Fisher's least siginificant difference procedure was used in the case of body weight gain and organ weight after a one-way analysis of variance. In all statistical comparisons, a p value of less than 0.05 was used to indicate significant differences.

Results and discussion

Results of examinations

Clinical signs:
not specified
Mortality:
not specified
Body weight and weight changes:
no effects observed
Food consumption and compound intake (if feeding study):
not examined
Food efficiency:
not examined
Water consumption and compound intake (if drinking water study):
not examined
Ophthalmological findings:
not examined
Haematological findings:
not examined
Clinical biochemistry findings:
not examined
Urinalysis findings:
not examined
Behaviour (functional findings):
not examined
Organ weight findings including organ / body weight ratios:
effects observed, treatment-related
Description (incidence and severity):
increased lung weights, decreased kidney weights, reduction in epididymal sperm count, marked increase in abnormal sperm
Gross pathological findings:
not specified
Histopathological findings: non-neoplastic:
effects observed, treatment-related
Description (incidence and severity):
severe inflammatory changes in the lung, slight to mild progressive lesions in the convoluted tubules of the kidney

Target system / organ toxicity

Critical effects observed:
not specified

Applicant's summary and conclusion

Conclusions:
Omura 1996b, Hamster (section 7.8.1) Omura et al. Testicular toxicity evaluation of arsenic-containing binary compound semiconductors, gallium arsenide and indium arsenide, in hamsters. Toxicol Lett 16, 1996b, 123-129.
Hirata 1997, Hamster (section 7.1.1) Biomedical research on trace elements1997;8, 191-192
In a first series of publications only data on reproduction toxicity of the male animals were published (Omura 1996, Hirata 1997). Tanaka et al. (2000): The missing data on systemic toxicity were published, showing slight to severe inflamatory responses in the lung and slight to mild lesions in the convoluted tubules of the kidney. These results might indicate that the testicular changes are a consequence of a systemic impairment of the animals by the inflammatory reactions to GaAs in the lung.
Nowadays the incomplete report of study results would be a severe deviation from GLP-regulations
Executive summary:

Groups of 8 male Syrian golden hamsters were treated 2 times a week for 16 weeks with intratracheal instillations of 0 or 7.7 mg gallium arsenide/kg bw.. After pretreatment with a subcutanous injection of 0.1 ml atropine sulfate and anethesia with ether the intratracheal administration of 1 ml / kg bw. phosphate buffer solution containing suspended GaAs was done.
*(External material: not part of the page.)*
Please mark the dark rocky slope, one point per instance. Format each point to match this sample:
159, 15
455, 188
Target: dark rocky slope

One day after the last instillation the animals were killed and autopsied.

Body weight: no differences to the control group,

Organ weights: significant increase in lung weight, significant decrease in the liver weight.

Histopathology: severe inflammatory changes in the lung, slight to mild progressive lesions in the convoluted tubules of the kidney.

These results might indicate that the testicular changes are a consequence of a systemic impairment of the animals by the inflamatory reactions to GaAs in the lung.